Buy First Solar, Inc. (FSLR) Stock, Make 55% in 18 Months

First Solar, Inc. (NASDAQ:FSLR) is having a rough go of it. FSLR stock has plummeted as much as 17% since reaching its February high of $38.50, and now the solar stock is being booted from the S&P 500.

Buy First Solar, Inc. (FSLR) Stock, Make 55% in 18 Months

Yes, the residential solar installer recently beat Wall Street’s fourth-quarter estimates on both the top and bottom lines, and raised its sales guidance for 2017.

However, thanks to a pre-tax charge of $729 million during the quarter, the company reversed last year’s Q4 operating income of $131.82 million to a loss of $765.41 million. What’s more, investors realized that even though First Solar did beat consensus estimates on the top line with $412.76 million, it still marked a year-over-year decline of 56% from revenue of $942.32 million a year ago.

And yet, there’s reason to believe FSLR stock could still put up huge gains before 2017 is through.

Why the Trouble in First Solar?

First Solar’s business has been hurt by several factors, including weak economic concerns in China, resulting in slow on solar panel purchases and causing a rise in First Solar’s inventory. This was one of the reasons competitors such as Tesla, Inc. (NASDAQ:TSLA) opted to acquire SolarCity, shielding the latter from the negative effects of the industry.

Aside from these factors, it hasn’t helped that President Donald Trump — unlike former President Obama — hasn’t embraced renewable or green energy to the extent he has supported the coal industry.

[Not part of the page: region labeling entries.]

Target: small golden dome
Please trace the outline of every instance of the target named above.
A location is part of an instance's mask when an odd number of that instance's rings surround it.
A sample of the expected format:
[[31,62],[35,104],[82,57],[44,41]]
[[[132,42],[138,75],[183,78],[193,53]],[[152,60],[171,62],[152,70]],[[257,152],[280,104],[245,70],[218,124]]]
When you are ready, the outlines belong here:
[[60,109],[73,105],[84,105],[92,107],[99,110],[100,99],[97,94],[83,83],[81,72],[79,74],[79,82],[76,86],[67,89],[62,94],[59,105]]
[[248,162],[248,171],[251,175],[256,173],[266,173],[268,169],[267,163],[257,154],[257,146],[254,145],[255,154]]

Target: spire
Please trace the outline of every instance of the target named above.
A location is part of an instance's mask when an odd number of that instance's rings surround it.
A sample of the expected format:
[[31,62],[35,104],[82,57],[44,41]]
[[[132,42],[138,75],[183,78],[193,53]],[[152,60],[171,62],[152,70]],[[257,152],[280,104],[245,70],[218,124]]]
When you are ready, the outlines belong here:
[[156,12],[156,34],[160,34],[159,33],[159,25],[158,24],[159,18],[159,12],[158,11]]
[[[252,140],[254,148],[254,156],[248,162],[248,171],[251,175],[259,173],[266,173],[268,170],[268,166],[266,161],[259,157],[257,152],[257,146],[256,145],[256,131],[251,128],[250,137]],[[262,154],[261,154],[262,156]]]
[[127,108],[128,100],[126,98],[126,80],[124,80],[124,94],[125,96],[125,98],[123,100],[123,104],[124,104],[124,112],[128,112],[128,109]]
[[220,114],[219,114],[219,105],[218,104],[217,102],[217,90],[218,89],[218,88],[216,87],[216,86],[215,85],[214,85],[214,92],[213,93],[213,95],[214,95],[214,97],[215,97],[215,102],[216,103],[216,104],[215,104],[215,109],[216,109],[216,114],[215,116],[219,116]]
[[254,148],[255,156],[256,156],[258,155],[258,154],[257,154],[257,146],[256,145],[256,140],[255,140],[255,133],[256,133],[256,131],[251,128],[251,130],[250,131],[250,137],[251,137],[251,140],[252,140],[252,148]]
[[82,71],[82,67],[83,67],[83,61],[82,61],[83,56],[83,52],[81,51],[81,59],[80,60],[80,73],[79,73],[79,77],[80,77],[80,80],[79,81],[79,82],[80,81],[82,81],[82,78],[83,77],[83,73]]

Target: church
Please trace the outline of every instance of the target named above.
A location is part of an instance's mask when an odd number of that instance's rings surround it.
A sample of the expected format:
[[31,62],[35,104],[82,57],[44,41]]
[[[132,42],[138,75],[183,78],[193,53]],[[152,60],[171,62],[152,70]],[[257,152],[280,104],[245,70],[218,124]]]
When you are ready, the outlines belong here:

Nevertheless, with SunPower Corporation (NASDAQ:SPWR) making some optimistic comments about the state of the solar industry, now’s an ideal time to place a bet on FSLR stock, which closed Friday at $32.40, losing 6.4% for the week. At some point, solar energy — which continues to gain global acceptance as it decreases in costs — can’t be avoided any longer.

And this is where First Solar’s restructuring efforts — including plans to cut about 27% of its workforce — make sense.

FSLR, which has now beaten earnings estimates in seven straight quarters, sees 2017 net revenue in the range of $2.8 billion to $2.9 billion, which is above its prior range of $2.5 billion to $2.6 billion and higher than the $2.53 billion analyst were looking for. The upbeat revenue forecast means First Solar expects to realize revenue from — among others — the 250-megawatt Moapa project, near Las Vegas.

Plus, the company is now diverting cash toward its Series 6 solar modules ahead of schedule to 2018, which offers significantly lower capex than Series 4, while abandoning plans for the Series 5 product. And while the Series 6 products offers more risk, First Solar’s nearly $2 billion in cash on the balance sheet (or $19 in cash per share) gives it plenty of time to get it right.

Bottom Line for FSLR Stock

After flaming out in 2016, losing some 51% of its value, there’s still a lot to like with First Solar stock, which has fallen 56% from its 52-week high of $74.29.

Assuming the company can execute on its workforce reduction, lowering costs, while accelerating its Series 6 solar modules, FSLR stock could rebound above $50 in the next 12 to 18 months. That would come out to roughly 55% returns — a killing for investors who are looking for a spark in their portfolios.

As of this writing, Richard Saintvilus did not hold a position in any of the aforementioned securities.